How to parse relaxed JSON in pyspark with a "dynamic" schema

50 views Asked by At

I have a dataset and one of the columns contains a string that looks like a "relaxed" JSON format (no double quotes around keys).

#1 I'm looking for a way to parse it out in pyspark - i tried from_json + schema but because it isn't the right JSON format so this didn't work (all nested columns resulted in NULL value)

#2 the keys in the json column can change depending on which questions users answered. In the example below it is question5 and question7, but in reality this key can change and so the structure of the values. How can i handle this "dynamic" format? Could someone share an example?

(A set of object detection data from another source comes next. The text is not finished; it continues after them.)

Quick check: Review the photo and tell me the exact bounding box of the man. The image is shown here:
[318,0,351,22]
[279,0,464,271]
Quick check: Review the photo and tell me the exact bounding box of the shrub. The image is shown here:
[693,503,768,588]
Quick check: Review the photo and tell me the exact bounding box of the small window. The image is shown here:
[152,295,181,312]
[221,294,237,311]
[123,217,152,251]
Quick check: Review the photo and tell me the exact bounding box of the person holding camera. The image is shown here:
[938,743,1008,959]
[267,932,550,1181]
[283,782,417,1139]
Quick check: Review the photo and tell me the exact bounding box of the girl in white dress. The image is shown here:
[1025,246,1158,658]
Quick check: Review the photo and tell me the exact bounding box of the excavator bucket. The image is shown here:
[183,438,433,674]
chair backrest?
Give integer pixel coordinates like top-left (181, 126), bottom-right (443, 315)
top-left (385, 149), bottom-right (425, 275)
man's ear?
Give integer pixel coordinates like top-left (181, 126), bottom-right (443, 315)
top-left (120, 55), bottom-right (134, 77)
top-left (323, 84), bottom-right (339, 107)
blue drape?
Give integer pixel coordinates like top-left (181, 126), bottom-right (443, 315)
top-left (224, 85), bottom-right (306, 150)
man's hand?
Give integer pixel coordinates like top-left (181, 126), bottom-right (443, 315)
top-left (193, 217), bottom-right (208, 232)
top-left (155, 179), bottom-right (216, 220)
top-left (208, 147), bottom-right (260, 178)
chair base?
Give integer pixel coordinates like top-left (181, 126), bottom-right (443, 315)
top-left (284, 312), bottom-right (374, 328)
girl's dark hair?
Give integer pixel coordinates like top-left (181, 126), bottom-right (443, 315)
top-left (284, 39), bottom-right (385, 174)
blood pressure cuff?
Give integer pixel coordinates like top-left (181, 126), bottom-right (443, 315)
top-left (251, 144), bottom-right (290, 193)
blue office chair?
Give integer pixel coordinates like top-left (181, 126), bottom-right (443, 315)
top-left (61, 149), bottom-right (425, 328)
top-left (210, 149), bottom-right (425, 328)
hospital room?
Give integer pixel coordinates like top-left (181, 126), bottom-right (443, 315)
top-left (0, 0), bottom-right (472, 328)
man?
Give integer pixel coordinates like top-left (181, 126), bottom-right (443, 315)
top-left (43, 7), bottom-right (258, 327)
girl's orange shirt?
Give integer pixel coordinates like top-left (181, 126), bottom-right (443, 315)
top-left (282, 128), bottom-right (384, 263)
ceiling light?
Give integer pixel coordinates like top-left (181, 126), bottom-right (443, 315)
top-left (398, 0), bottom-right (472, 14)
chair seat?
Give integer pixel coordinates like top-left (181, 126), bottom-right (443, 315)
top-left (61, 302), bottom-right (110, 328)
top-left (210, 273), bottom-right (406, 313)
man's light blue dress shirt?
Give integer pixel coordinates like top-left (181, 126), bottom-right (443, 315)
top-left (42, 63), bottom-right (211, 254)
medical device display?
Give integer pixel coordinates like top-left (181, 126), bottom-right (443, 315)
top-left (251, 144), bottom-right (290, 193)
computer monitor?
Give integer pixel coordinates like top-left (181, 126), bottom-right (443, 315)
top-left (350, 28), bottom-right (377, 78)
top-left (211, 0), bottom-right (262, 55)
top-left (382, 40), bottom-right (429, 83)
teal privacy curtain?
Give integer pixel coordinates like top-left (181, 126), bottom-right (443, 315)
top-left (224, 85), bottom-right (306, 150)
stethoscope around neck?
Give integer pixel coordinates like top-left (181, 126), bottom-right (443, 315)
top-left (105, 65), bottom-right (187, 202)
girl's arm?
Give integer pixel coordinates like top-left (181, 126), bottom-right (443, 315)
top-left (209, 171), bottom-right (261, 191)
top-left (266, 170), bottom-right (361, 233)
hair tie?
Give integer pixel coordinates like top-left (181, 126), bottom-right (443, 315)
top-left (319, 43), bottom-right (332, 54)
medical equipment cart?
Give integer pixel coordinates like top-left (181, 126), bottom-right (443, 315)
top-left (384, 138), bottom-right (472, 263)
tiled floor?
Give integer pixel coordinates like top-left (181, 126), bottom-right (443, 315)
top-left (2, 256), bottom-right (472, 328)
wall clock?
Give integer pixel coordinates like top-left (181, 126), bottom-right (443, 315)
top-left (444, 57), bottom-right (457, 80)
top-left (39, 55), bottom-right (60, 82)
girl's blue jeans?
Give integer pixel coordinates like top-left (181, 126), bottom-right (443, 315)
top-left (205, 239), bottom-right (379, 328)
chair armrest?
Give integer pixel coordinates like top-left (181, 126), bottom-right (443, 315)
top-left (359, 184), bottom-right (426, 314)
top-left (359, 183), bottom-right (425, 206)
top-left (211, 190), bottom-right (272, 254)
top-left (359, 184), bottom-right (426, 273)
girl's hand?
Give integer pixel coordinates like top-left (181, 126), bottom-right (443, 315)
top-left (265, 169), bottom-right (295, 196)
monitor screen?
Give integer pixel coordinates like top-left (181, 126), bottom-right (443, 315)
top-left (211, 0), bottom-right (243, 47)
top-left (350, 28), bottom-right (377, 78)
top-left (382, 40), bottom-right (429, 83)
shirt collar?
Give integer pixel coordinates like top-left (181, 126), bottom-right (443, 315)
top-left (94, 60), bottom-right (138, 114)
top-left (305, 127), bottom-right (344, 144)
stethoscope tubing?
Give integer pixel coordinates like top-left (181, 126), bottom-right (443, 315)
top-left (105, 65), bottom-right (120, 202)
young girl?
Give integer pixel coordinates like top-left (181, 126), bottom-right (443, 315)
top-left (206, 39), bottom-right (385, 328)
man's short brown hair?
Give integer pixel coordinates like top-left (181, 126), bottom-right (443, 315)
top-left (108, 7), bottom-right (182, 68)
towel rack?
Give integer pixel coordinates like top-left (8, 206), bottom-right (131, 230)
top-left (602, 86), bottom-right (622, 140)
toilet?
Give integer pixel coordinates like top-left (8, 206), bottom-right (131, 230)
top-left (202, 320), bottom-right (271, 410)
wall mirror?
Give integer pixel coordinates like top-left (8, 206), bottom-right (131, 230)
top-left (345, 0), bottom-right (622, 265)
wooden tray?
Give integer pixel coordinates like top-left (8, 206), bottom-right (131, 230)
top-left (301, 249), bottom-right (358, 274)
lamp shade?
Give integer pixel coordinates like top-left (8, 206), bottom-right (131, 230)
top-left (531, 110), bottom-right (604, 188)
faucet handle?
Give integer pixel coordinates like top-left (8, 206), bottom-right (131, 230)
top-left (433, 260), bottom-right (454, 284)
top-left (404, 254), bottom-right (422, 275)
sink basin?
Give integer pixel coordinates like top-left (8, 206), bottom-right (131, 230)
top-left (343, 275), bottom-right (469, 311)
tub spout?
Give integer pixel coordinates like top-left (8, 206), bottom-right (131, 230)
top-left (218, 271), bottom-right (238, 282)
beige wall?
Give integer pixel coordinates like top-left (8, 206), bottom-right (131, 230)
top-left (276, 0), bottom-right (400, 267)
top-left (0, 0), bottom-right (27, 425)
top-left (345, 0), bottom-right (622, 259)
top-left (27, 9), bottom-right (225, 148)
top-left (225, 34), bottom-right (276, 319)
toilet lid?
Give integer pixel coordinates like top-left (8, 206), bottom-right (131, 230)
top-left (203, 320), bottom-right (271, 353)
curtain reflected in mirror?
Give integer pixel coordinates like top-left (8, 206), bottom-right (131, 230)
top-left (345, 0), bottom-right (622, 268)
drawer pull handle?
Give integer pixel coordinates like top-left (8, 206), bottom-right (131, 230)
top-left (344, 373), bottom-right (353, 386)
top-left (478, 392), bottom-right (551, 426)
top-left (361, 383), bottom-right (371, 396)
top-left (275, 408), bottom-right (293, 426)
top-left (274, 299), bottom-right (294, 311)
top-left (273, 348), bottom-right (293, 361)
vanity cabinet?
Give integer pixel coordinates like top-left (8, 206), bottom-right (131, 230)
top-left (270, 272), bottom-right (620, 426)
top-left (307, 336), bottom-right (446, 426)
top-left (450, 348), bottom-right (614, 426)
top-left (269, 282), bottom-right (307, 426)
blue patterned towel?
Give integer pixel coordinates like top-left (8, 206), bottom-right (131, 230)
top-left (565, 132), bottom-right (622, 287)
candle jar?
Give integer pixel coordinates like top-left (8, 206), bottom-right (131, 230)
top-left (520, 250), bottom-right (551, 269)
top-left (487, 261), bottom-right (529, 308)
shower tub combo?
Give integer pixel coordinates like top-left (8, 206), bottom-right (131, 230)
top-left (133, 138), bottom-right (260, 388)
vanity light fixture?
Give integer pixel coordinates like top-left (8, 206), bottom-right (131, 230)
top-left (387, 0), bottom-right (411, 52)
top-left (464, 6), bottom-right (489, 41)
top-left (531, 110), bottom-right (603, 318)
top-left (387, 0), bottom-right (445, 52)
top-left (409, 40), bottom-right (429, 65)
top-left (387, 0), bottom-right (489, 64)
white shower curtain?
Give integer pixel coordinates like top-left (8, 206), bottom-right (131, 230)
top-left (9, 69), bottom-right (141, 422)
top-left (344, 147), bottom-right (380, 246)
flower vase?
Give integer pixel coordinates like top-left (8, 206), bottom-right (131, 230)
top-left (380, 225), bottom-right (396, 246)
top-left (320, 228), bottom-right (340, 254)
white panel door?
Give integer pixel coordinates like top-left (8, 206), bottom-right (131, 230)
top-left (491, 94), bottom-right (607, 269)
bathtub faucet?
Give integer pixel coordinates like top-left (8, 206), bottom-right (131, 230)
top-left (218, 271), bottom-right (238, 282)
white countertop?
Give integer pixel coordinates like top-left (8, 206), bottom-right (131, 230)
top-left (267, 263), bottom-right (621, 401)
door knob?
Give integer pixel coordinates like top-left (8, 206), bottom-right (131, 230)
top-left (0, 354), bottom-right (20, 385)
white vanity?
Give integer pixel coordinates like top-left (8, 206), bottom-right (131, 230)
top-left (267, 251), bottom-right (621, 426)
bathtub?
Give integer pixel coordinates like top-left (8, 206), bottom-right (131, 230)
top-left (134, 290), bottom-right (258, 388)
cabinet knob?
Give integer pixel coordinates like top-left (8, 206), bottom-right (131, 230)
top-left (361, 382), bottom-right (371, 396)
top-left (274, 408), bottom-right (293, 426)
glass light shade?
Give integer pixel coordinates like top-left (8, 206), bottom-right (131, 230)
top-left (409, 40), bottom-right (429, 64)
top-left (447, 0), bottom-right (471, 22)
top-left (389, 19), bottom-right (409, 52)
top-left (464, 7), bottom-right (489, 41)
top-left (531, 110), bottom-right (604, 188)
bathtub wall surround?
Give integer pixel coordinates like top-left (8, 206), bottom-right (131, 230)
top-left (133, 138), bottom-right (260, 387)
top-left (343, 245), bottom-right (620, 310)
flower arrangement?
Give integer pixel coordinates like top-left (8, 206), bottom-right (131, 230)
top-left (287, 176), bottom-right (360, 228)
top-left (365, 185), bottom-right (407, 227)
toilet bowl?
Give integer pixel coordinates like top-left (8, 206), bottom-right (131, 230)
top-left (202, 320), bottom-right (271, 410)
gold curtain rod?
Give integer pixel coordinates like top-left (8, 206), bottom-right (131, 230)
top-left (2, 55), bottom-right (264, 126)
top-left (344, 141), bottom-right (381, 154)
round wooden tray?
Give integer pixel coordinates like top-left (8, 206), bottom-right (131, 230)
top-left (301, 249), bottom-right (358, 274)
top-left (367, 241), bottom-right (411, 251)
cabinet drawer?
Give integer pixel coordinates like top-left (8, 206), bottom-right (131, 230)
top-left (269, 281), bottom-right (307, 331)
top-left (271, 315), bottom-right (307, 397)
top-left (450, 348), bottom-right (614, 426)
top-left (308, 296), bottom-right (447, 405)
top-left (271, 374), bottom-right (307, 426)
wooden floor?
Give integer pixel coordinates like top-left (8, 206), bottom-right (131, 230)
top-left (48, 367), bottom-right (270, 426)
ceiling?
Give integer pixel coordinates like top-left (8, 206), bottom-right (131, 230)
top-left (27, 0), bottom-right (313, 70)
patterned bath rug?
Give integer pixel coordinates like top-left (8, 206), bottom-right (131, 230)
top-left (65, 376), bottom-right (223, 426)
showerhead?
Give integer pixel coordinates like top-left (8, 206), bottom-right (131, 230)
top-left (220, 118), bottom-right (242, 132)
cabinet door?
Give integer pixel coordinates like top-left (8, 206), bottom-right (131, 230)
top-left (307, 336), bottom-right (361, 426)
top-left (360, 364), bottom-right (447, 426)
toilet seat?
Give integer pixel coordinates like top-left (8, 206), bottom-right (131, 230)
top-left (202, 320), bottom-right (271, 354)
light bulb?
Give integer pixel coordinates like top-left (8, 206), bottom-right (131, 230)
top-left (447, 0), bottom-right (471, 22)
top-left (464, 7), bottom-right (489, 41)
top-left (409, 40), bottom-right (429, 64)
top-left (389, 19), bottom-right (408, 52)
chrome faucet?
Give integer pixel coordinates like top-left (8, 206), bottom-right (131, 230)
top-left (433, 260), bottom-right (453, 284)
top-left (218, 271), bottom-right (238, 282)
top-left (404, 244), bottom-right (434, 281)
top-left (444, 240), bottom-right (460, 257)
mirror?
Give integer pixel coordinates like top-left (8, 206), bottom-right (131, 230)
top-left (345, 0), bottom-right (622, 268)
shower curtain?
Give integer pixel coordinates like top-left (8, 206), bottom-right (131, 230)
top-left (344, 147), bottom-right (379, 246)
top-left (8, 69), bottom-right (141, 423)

my dataset looks like this:

customer_id json_data
1 { metadata: { version: 1. }, attributes: { question5: [ { provenance: { type: "confirmed", value: { origin: "ABC", timestamp: "2010-07-12T23:00:51Z" } }, value: { type: "struct", value: { response: { type: "list", value: [ { type: "stringValue", value: "import value 1" } ] }, category: { type: "stringValue", value: "job" } } } }, { provenance: { type: "confirmed", value: { origin: "ABC", timestamp: "2010-07-12T23:00:51Z" } }, value: { type: "struct", value: { response: { type: "list", value: [ { type: "stringValue", value: "address 1" }, { type: "stringValue", value: "address 2" } ] }, category: { type: "stringValue", value: "address" } } } } ], question7: [ { provenance: { type: "confirmed", value: { origin: "XYZ", timestamp: "2010-07-12T23:00:51Z" } }, value: { type: "stringValue", value: "yes" } } ] } }

I was able to parse out the dataset in python using a series of json_normalize with for loops. However the tool i'm using requires pyspark instead hence the questions above. Much appreciate your time and help!

0

There are 0 answers